Stephens Prod. Co. v. Mainer

Rhonda K. Wood, Justice, dissenting.

Under Rule 23(a) of the Arkansas Rules of Civil Procedure (2017), a class action is appropriate only if the class is so numerous that joinder of all members is impracticable. Today, our court breaks new ground in affirming the circuit court's conclusion that a putative class of seven to thirty-six members is so numerous that joinder is impracticable. Because the majority further relaxes our already liberal requirements for class certification, I dissent.

Until today, a forty-one-member subclass was the smallest class that this court had recognized as having satisfied the numerosity requirement. FirstPlus Home Loan Owner 1997-1 v. Bryant , 372 Ark. 466, 482, 277 S.W.3d 576, 588 (2008). In reaching that conclusion, the court cited Newberg on Class Actions for the proposition that when a class consists of forty or more plaintiffs, there is a presumption that joinder is impracticable. Id. (citing Alba Conte & Herbert Newberg, Newberg on Class Actions § 3.5 (4th ed. 2002)). More appropriate in this case, however, is Newberg's discussion on classes falling within the numerical "gray area" of twenty to forty members. William B. Rubenstein, Newberg on Class Actions § 3:12 (5th ed. 2011). A class of less than forty members is not entitled to a presumption that joinder is impracticable on sheer numbers alone. Id. Rather, when a class falls within this gray area, courts should consider "a series of impracticality factors beyond numbers alone." Id. These factors include "judicial economy arising from avoidance of a multiplicity of actions, geographic dispersion *910of class members, size of individual claims, financial resources of class members, and the ability of claimants to institute individual suits." Id.

Here, the circuit court abused its discretion in certifying a class that is not entitled to the numerosity presumption and the record does not support a finding of numerosity. This class falls within the numerical "gray area" defined by Newberg-thirty-six potential members. Yet nothing in the court's order suggests that it looked beyond numbers alone in reaching its numerosity decision.

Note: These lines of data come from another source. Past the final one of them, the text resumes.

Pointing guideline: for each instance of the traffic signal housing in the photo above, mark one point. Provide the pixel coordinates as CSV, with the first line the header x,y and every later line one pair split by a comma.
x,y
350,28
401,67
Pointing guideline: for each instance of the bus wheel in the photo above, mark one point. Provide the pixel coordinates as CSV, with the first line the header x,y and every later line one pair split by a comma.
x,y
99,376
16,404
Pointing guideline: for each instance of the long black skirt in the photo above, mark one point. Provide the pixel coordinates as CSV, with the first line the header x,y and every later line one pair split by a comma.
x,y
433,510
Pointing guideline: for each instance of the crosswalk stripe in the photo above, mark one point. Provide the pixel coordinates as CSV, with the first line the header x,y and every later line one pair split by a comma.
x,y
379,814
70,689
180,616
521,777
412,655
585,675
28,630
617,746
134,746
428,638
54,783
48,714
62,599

The circuit court made no findings as to whether joinder would be impracticable based on the geographic dispersion of class members, the size of individual claims, the financial resources of the class members, or the ability of claimants to institute individual suits. And although the court discussed judicial economy when setting forth its findings on superiority, there is no indication that judicial economy influenced its decision regarding numerosity. In other words, the circuit court certified what appears to be the smallest class ever certified in Arkansas without providing any indication as to why joinder for the remaining twenty-nine members would be impracticable.

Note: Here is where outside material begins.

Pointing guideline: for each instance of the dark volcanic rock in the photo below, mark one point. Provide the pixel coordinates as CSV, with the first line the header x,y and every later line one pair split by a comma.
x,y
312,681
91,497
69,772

Our court's review is of the record to determine whether the circuit court abused its discretion and the record is equally devoid of any evidence demonstrating that joinder is impracticable. See Philip Morris Cos., Inc. v. Miner , 2015 Ark. 73, at 3, 462 S.W.3d 313, 316 (stating that when we review a class-certification order, we focus on the evidence in the record to determine whether it supports the circuit court's conclusion regarding certification). What is clear from the record, however, is that the proposed class members are all lessors in Franklin County, and all share interest in real property fixed in a specific location. And although appellees filed their complaint well over three years ago, none of the remaining twenty-nine members elected to join the action, and none have instituted an action of their own. If "[t]he avoidance of a multitude of suits lies at the heart of any class action certification," then the court today has affirmed certification of a class without a pulse. BNL Equity Corp. v. Pearson , 340 Ark. 351, 361, 10 S.W.3d 838, 844 (2000).

Simply stated, appellees here failed their evidentiary burden with respect to numerosity because the record lacks any evidence suggesting that joinder is impracticable. See Valley v. Nat'l Zinc Processors, Inc. , 364 Ark. 184, 190, 217 S.W.3d 832, 837 (2005) (explaining that it is the plaintiff's burden to establish each of the six certification factors). Although our standard of review is deferential to the circuit court's discretion, we should not feel bound to affirm an unprecedented decision simply because the circuit court said so. Without any indication that joinder is impracticable, I find that the circuit court abused its discretion in finding that appellees satisfied the numerosity requirement for class certification. Accordingly, I would reverse.

Kemp, C.J., and Womack, J., join in this opinion.